Are concerts safe to attend while we are still on a worldwide pandemic?

By Jenifer Garcia

Warehouse venue in Houston, Texas. There are many artists scheduled to come and perform. With more than a thousand people showing up to each show.

With the worldwide pandemic continuing to spread in the U.S., it was not ideal to hold in-person concerts in 2020, and with the pandemic getting worse in a lot of American states in the summer of 2021, concerts haven’t been so ideal to hold this year, either. Social distancing seems almost impossible to enforce in crowded venues, and now that in-person concerts are coming back, the health and safety of others have piqued the interest of many artists who stage shows and their fans. Technicians and stage crew that oversee setting up stages/shows for artists holding concerts are still at risk for catching the virus, even if vaccinated.

Now that the vaccine is widely available, many concerts and music festivals are requiring attendees to show their vaccine cards to enter the venue. According to the Austin American-Statesman, “63% of the people are currently vaccinated in Travis County.” Lollapalooza, one of the biggest festivals in Chicago had more than 100,000 attendees on the four-day week festival. In order for attendees to enter the festival, they had to show proof of their vaccination card, or a negative test taken 48-hours before the festival. According to Chicago’s Very Own, “90% of attendees presented proof of vaccination. Around 600 people were not allowed to enter the festival due to lack of paperwork.” People seem to be more at ease with opening the world again and having concerts. Even though many concert organizers are doing their best to reduce risk, some workers still have concerns.

Janet Soto, an event organizer at Austin City Limits, doesn’t quite feel safe working again. “There are many attendees that do not follow the right protocols like keeping their masks on when they are inside.

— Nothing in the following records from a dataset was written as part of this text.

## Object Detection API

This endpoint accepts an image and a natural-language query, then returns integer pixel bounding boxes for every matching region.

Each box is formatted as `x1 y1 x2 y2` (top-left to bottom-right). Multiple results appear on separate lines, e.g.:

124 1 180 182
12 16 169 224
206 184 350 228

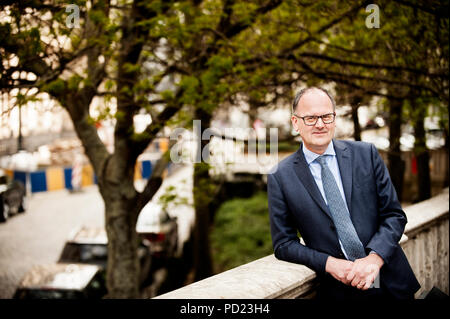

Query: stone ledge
155 188 449 299
405 188 449 238
155 254 316 299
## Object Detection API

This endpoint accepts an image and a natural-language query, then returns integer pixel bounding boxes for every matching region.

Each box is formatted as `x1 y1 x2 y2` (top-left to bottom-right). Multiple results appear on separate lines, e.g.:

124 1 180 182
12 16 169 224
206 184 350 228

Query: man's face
291 90 336 154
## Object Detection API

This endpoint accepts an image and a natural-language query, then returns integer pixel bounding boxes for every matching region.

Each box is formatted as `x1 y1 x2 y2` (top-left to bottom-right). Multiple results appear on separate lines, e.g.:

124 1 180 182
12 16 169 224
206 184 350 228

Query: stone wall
156 188 449 299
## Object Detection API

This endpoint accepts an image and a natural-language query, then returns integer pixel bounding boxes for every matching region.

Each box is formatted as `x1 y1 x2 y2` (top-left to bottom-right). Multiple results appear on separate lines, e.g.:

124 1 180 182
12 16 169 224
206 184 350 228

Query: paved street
0 186 104 298
0 166 194 298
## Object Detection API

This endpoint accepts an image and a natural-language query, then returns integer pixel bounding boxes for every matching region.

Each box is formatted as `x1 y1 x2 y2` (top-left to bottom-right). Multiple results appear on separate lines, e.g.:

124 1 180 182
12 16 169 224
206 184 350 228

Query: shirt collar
302 141 336 165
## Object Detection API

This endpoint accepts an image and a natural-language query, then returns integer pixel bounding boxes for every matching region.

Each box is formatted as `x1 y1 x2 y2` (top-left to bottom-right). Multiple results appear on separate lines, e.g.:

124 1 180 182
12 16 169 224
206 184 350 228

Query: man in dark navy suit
268 87 420 299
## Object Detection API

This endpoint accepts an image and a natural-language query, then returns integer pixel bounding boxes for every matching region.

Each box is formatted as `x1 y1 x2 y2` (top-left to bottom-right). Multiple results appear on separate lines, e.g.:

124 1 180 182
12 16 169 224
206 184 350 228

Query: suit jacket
268 140 420 298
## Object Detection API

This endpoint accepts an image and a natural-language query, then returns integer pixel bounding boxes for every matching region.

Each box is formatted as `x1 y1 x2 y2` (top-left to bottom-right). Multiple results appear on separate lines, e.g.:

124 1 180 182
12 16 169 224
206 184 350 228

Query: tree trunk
388 99 405 201
193 109 214 281
411 101 431 202
350 95 362 141
101 172 140 299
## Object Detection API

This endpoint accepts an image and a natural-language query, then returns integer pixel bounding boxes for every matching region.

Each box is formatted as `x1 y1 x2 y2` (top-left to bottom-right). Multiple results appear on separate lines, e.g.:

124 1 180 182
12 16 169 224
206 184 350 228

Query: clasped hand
325 254 383 290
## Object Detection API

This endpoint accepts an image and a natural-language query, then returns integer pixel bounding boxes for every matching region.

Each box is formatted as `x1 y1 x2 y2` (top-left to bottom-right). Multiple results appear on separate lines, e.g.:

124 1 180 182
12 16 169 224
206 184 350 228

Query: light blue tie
316 155 366 261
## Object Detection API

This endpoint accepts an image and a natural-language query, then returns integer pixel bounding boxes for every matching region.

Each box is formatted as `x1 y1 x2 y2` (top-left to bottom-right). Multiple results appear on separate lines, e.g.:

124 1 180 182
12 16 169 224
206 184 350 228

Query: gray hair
292 86 336 113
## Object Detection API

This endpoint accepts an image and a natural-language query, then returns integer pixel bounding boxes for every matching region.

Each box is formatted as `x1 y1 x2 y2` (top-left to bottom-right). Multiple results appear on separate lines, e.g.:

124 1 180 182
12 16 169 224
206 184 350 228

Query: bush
210 192 273 273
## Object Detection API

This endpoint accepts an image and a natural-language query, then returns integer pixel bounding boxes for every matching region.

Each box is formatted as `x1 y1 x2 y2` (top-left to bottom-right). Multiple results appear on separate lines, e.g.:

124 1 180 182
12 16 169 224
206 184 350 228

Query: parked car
13 263 106 299
0 169 26 223
58 226 152 286
136 201 178 259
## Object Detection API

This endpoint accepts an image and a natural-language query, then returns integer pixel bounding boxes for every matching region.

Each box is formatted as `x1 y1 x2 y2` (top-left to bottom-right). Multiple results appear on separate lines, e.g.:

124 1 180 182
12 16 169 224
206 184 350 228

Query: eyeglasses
293 113 336 126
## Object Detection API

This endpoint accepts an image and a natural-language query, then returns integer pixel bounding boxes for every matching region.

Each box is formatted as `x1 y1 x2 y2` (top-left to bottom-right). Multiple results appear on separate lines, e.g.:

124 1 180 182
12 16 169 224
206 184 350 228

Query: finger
356 280 370 290
351 277 361 287
346 267 356 282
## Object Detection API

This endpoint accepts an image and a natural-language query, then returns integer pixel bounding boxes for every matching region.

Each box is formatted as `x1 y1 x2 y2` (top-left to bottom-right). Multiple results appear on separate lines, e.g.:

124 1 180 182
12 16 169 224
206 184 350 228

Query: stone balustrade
156 188 449 299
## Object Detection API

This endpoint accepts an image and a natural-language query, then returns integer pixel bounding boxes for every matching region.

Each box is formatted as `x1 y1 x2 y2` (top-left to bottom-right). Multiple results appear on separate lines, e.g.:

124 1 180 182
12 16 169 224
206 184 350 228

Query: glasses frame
292 112 336 126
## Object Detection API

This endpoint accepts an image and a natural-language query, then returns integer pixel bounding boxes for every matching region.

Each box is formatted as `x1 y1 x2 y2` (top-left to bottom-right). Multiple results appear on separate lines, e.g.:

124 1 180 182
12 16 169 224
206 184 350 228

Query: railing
156 188 449 299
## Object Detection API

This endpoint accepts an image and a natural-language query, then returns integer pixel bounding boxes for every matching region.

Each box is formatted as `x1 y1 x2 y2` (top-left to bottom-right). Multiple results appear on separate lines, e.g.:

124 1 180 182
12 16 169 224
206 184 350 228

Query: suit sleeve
366 145 407 263
267 174 328 274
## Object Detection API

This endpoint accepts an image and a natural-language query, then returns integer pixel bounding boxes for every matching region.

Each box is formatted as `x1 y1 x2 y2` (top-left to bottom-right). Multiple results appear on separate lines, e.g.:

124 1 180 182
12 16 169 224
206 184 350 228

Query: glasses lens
322 113 334 124
304 116 317 125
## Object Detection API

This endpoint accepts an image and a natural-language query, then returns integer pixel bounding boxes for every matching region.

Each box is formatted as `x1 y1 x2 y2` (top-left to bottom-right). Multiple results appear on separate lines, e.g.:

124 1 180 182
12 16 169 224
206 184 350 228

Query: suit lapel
333 140 353 214
293 143 332 218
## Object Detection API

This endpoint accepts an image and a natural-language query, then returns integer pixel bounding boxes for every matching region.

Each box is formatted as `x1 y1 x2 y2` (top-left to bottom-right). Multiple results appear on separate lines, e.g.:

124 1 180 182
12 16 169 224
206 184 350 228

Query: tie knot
316 155 327 167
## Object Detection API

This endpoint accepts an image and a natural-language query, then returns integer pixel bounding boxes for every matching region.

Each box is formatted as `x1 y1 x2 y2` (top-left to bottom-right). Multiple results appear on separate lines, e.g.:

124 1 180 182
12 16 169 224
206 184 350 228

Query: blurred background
0 0 449 298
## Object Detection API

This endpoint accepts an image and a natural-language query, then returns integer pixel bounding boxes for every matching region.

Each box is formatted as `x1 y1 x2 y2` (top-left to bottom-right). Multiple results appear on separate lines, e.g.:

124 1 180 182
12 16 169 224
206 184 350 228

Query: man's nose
315 117 325 127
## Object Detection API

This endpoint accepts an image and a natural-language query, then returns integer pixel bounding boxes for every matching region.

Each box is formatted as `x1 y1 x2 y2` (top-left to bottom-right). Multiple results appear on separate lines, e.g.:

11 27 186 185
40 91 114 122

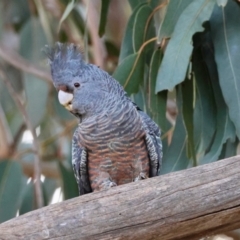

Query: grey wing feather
72 129 92 195
137 108 162 177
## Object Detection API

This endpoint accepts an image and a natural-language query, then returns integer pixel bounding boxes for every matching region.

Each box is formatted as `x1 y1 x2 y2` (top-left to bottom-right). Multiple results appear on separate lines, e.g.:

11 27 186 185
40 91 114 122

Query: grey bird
45 43 162 195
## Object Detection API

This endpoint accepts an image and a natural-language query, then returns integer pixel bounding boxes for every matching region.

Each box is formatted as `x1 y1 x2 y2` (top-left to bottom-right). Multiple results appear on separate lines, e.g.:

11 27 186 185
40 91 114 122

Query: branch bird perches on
0 156 240 240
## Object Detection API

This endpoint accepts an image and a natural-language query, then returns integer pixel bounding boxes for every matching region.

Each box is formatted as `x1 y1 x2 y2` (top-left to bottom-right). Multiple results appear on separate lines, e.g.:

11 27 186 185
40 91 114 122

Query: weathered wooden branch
0 156 240 240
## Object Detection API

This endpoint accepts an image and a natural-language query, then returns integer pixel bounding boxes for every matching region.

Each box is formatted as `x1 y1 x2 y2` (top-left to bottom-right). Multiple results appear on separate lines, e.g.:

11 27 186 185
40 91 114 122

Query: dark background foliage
0 0 240 238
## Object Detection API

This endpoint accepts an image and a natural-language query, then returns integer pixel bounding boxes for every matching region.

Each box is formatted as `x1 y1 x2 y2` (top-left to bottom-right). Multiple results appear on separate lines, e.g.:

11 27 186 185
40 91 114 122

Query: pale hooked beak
58 90 73 111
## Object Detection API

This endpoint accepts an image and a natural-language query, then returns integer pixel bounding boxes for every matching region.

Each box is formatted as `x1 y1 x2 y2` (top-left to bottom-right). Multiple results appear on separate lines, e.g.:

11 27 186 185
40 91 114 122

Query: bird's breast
80 107 149 190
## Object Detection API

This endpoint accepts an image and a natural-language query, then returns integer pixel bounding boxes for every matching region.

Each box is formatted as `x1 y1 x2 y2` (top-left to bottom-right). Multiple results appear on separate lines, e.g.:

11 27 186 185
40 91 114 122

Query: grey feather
72 129 92 195
137 108 162 177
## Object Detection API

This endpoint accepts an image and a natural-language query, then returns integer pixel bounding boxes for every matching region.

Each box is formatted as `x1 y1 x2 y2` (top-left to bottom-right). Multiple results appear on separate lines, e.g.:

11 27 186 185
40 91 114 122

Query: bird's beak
58 90 73 111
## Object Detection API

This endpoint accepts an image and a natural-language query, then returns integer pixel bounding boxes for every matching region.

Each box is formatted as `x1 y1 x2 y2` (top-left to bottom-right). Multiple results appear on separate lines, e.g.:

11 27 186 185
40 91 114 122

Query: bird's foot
99 179 117 190
134 172 148 182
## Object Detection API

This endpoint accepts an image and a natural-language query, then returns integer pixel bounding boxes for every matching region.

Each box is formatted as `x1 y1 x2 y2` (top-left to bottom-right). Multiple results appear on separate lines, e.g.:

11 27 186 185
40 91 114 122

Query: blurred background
0 0 240 239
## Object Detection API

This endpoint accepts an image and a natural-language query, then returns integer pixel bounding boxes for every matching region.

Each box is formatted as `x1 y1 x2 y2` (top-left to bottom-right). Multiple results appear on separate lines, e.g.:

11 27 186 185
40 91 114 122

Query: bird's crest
43 42 86 79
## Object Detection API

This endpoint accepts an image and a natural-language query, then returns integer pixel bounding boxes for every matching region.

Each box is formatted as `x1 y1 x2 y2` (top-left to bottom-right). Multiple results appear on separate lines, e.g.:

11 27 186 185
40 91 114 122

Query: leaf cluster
0 0 240 229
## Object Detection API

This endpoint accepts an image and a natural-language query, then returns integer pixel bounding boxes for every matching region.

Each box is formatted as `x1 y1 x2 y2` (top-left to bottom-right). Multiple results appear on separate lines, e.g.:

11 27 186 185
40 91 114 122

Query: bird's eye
74 83 80 87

There is not a lot we can do since we can’t keep reminding people one by one to keep their masks on. Even if they have all their COVID vaccines you still can have COVID and spread it to other people; that is what concerns me the most.” This is the reality of some workers now, fearing for their health and the health of their loved ones. There have been thousands of cases of people who have caught COVID while they were fully vaccinated but people who aren’t vaccinated are still five times more likely to catch COVID and are more likely to spread it and be hospitalized, according to the Center for Disease Control and Prevention.

Sign near the Student Health Center in San Marcos, Texas informing the students where they can get vaccinated.

Ever since Governor Greg Abbott banned mandates in Texas in May, COVID-19 cases have been surging. There was an average of 13,874 active daily cases in Texas at the end of September with 50% of people fully vaccinated, according to The New York Times. The daily cases have been going up from the previous weeks. The new Delta variant of the COVID-19 virus is now known to infect the population more rapidly than earlier COVID-19 variants. COVID-19 used to take one or two weeks for an infected person to start showing symptoms, but the Delta variant can take only about two days for symptoms to appear. This is a big concern for health experts as hospitals are beginning to reach full capacity in many places. About 13,036 people in Texas were being hospitalized daily in September, according to The New York Times.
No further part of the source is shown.